Just as football indirectly introduced Parker to wine, the NFL fostered his vinous hobby. The league sponsors a continuing-education program that provides internships for football players interested in learning about different careers. Parker knew exactly what he wants to pursue after football -- both broadcasting and wine.
While with the Kansas City Chiefs, Parker had interviewed local chefs on a cable television show called Gridiron Gourmet. Having already dabbled in broadcasting, Parker then chose to intern for a week at the Robert Mondavi Winery in 1998.
"I spent one day doing every part of the wine business," says Parker. Last season, he returned to the winery for two weeks, spending the first half of his stay helping to give tastings and tours to trade groups. Then, Parker was on his own.
"I gave public tours all by myself, just wandering around the winery," he says. "It was a lot of fun." It was especially fun for those getting the tour, who didn't foresee being led through the vineyard by a pro football player. "What I tried to do was inform everybody right at the start that I was an intern and what I did for a living," he says. "So many people have the vision that football players make so much money they can just retire. But you have to do something with your life. And I have a passion for wine."
Parker also has a place in the kitchen. Football season, his craziest time of the year, is his busiest time at the stove. "Cooking to me is a real stress reliever," he says. "I come home from a very hard day at practice, working out and learning new plays. One of my favorite things is to sit behind the counter and start chopping up vegetables."
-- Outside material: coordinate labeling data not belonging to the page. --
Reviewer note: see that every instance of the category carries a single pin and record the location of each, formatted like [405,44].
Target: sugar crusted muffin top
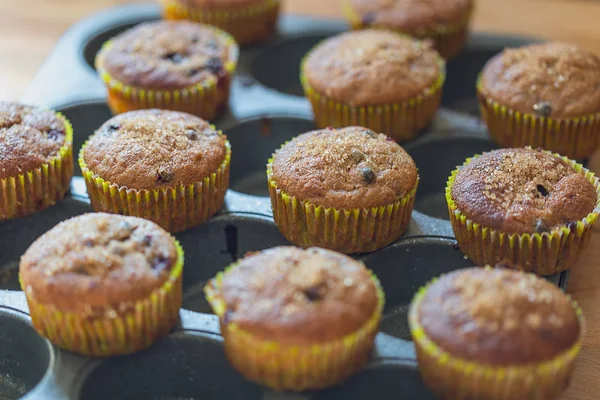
[93,263]
[150,149]
[556,80]
[372,67]
[168,55]
[412,15]
[298,296]
[498,317]
[29,138]
[351,167]
[522,191]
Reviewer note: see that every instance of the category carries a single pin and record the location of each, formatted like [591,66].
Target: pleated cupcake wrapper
[295,367]
[576,138]
[32,191]
[449,39]
[458,379]
[354,230]
[246,24]
[401,121]
[116,332]
[544,253]
[204,99]
[175,208]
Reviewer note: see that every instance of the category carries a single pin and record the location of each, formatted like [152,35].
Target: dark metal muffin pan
[266,109]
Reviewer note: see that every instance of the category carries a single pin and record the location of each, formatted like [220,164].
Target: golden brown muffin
[103,269]
[176,64]
[495,334]
[522,191]
[29,139]
[344,168]
[444,21]
[158,152]
[297,319]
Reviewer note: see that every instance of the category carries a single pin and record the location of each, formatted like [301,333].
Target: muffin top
[95,262]
[298,296]
[555,80]
[372,67]
[168,55]
[498,317]
[29,138]
[412,15]
[150,149]
[522,191]
[344,168]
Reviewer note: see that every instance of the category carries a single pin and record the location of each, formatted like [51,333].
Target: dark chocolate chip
[368,175]
[175,58]
[163,176]
[542,190]
[542,109]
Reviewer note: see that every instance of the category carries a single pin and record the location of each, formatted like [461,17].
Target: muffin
[248,21]
[165,166]
[36,162]
[350,190]
[495,334]
[532,207]
[543,95]
[180,66]
[103,285]
[446,22]
[380,80]
[296,319]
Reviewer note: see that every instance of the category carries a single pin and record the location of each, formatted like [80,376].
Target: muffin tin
[266,109]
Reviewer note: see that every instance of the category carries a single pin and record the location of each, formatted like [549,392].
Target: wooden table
[29,29]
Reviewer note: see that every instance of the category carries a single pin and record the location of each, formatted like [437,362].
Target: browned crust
[498,317]
[372,67]
[522,191]
[344,168]
[96,262]
[29,138]
[290,295]
[150,149]
[556,80]
[167,55]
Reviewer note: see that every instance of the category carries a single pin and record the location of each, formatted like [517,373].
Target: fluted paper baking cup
[576,138]
[401,121]
[113,331]
[295,367]
[249,24]
[348,231]
[174,208]
[35,190]
[455,378]
[205,99]
[449,39]
[544,253]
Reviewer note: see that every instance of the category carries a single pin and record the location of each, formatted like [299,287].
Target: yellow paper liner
[174,208]
[35,190]
[205,99]
[295,367]
[401,121]
[246,24]
[449,39]
[115,332]
[455,378]
[576,138]
[348,231]
[544,253]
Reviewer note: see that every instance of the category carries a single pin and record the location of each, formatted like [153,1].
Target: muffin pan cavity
[25,357]
[266,109]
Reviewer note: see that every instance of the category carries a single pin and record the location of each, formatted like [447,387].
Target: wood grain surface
[30,28]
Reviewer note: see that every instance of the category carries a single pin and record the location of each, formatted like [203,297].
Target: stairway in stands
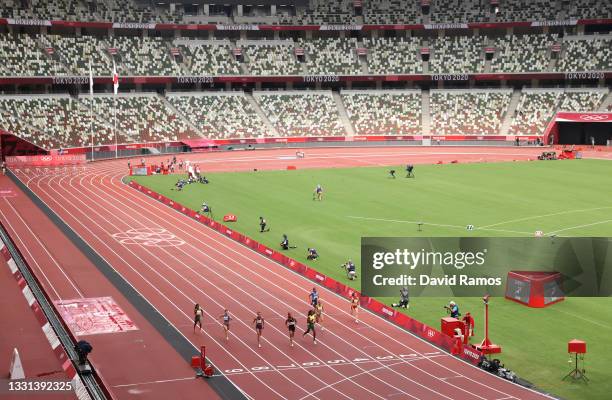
[271,129]
[425,113]
[510,112]
[348,127]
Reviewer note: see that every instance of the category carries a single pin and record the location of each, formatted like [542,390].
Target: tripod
[577,373]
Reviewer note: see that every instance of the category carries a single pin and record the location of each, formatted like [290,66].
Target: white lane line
[547,215]
[579,226]
[440,225]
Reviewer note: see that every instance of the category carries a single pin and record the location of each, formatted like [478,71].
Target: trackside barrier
[421,330]
[80,389]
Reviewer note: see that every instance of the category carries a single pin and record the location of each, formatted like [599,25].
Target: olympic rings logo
[591,117]
[150,237]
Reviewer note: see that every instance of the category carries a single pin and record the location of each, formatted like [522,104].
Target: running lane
[187,263]
[135,362]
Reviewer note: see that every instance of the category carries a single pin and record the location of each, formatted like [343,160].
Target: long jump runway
[175,262]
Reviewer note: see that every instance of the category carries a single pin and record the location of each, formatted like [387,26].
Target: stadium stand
[144,117]
[588,9]
[77,52]
[457,54]
[145,56]
[527,10]
[526,53]
[534,110]
[331,56]
[69,10]
[275,58]
[394,55]
[378,12]
[586,53]
[458,11]
[23,55]
[125,11]
[219,115]
[468,112]
[208,57]
[311,113]
[321,12]
[384,112]
[537,106]
[52,121]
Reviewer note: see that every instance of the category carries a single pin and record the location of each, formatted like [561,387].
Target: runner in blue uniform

Parker assumed the cooking role when his wife got pregnant with their first child. "She didn't enjoy the taste of her own food, so it was destined for me to take over," he says. "And I said, 'If I'm going to do this, I'm going to do it right.'"
He went to Daniel's Restaurant in Hamburg, N.Y., and asked the chef, Daniel Johengen, if he could watch, study and learn the business. "I really got into it -- learning the prep work, stocks and sauces and being right with them on the line."
Parker recently enjoyed a particularly gluttonous dinner of his own -- one that took six hours to eat. It turns out that the head chef of New York's Lespinasse, Christian Delouvrier, is the brother-in-law of Giants strength coach John "Mother" Dunn. Says Parker, "I found this out and said, 'Oh my God! Get me in!'"
Within three days, Parker and three of his teammates, quarterbacks Kerry Collins and Jason Garrett and kicker Brad Daluiso, secured a reservation. "We had a lot of Alsatian wine with a little bit of residual sugar. The way they stood up to the fish dishes was great," says Parker. By night's end, the four football players downed 15 courses of food -- including three main courses each.
Parker, a self-proclaimed "non-recipe cooker," treats his family to home-cooked meals three or four times a week.
Of course, the wine he craves is a deciding factor. Says Parker, "There are days when you get done with a day of football and you're just like, wow, I need to sit down, relax, have a good meal and a great bottle of '87 BV Cab."